Idiom, in any language, is difficult to translate. Usually when I come across a difficult sentence to translate or understand, I chalk it up the idiom of the language or style of the narrator. For example, 1 Samuel 2:13 talks about the custom of the priests when people would bring the sacrifice to the Tabernacle in Shiloh. The servant of the priest would boil the meat and then does this: והמזלג שלש השנים והכה בידו , which translates literally as “the fork of three teeth in his hand and strike…” The sense is not terribly difficult to ascertain. The servant of the priest takes a three-pronged fork and sticks it in the boiled meat.
Not everything is just “the way the narrator says it.” One such example is 1 Samuel 1:4-6: “The day would come when Elkanah sacrificed, he would give portions to Peninnah his wife and to all her sons and daughter a gift, but to Hannah he would give one double portion for he loved Hannah and the LORD had shut her womb (כי…ויהוה סגר רחמה ). And her adversary would provoke her to anger – grievously irritating her for the LORD had shut the opening of her womb (כי סגר יהוה בער רחמה).” Now the parallel is clear. Elkanah’s and Peniah’s actions are both motivated by the closing of the womb. I had, however, always read the reference to the LORD as an editorial aside. Elkanah and Peninnahdid x because Hannah had no children. By the way, Yahweh had closed her womb. I had thought that since the explanation is from narrator’s mouth he was editorializing. This early reference to Yahweh’s action with Hannah serves to introduce him as a character who has complete control the situation with Elkanah, Hannah, and Peninnah.
While the reference does express the belief of the narrator, it also expresses the beliefs of the characters. They are motivated to act the way they do because Yahweh had done what he had done. Elkanah acts out of love and gives her what he can since he cannot do anything about Yahweh’s action. His belief about Yahweh’s act of closing the womb also explains the kind of comfort he gives her: “Am I not better than 10 sons?” For Peninnah, her belief about the LORD’s actions with Hannah legitimizes her torture of Hannah: “God had shut her womb, but opened mine. Clearly this act means that I am more significant than she is.” Understanding this dual belief further underscores God’s grace with Hannah and presents a powerful narrative introduction to Hannah’s hymn to the God of her salvation. God is stronger than anyone on earth. He lifts up the humble and brings down the proud.

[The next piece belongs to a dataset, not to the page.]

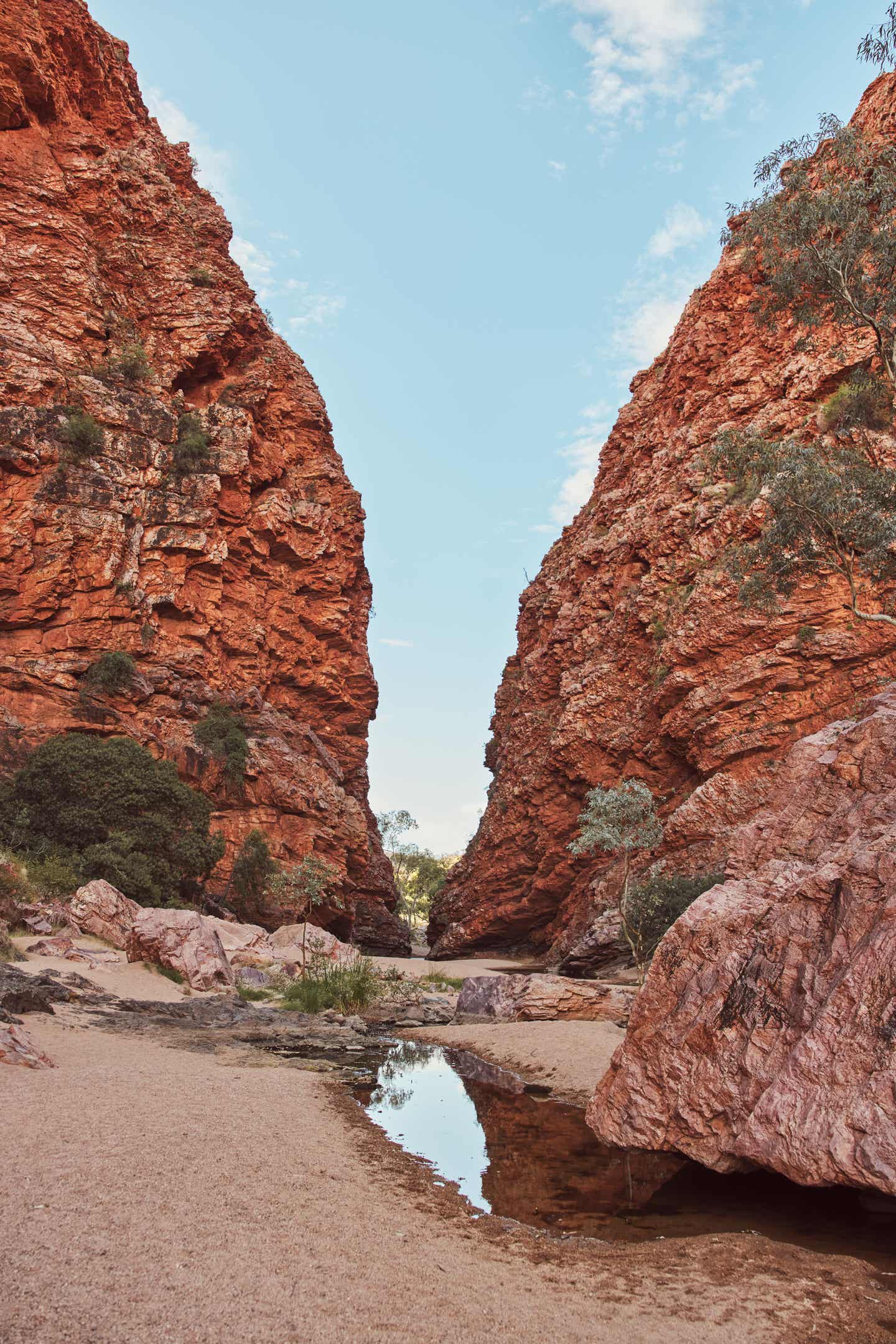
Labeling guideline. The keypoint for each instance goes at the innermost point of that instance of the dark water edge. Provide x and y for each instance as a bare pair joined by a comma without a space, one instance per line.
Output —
535,1160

Polzin’s insight is particularly good on this literary phenomenon. He begins by talking about the ways in which the narrator speaks in the narrative. He’s omniscient. He uses iterative weqatals to bring the reader up-to-date as to what would customarily happen during Elkanah’s yearly visit to Shiloh and then narrative wayyiqtols to bring the reader’s attention to what was different about this time. Polzin then says this:
Other voices speak in this chapter, but the narrator introduces these in not so obvious a fashion as in preceding cases. For example, when the narrator tells us in verse 6 that Peninnah, Hannah’s rival, “used to provoke her sorely, to irritate her, because the LORD had closed her womb,” the question arises whether this characterization of Hannah’s barrenness (“the LORD had closed her womb”) proceeds in fact from the narrator’s convictions, from Peninnah’s convictions, or from a combination of both. Again, when the narrator tells us in the preceding verse (1:5) that Elkanah gave Hannah one portion, for “the LORD had closed her womb,” the same type of question arises: is this the narrators or Elkanah’s view or both? If one contends, as I do, that these two verses report at least the motivation of Elkanah in verse 5 and of Peninnah in verse 6, then we have in the words “for the LORD had closed her womb” the concealed reported speech of Elkanah and Peninnah – if not of a portion of the Israelite populace – is represented by these words, and it remains to be seen whether the narrator as well as the implied author who controls narrator’s speech share this view in the same way and with the same emotive accents as do Elkanah and Peninnah.
Polzin’s point, I believe, provides good insight as to the tendency of the narrator in, at least, 1 Samuel. The implied author can conceal the voice of his characters in the voice of the narrator in order to bring multiple perspectives to a certain situation and draw attention to points that the reader may quickly pass over as inconsequential or an editorial aside.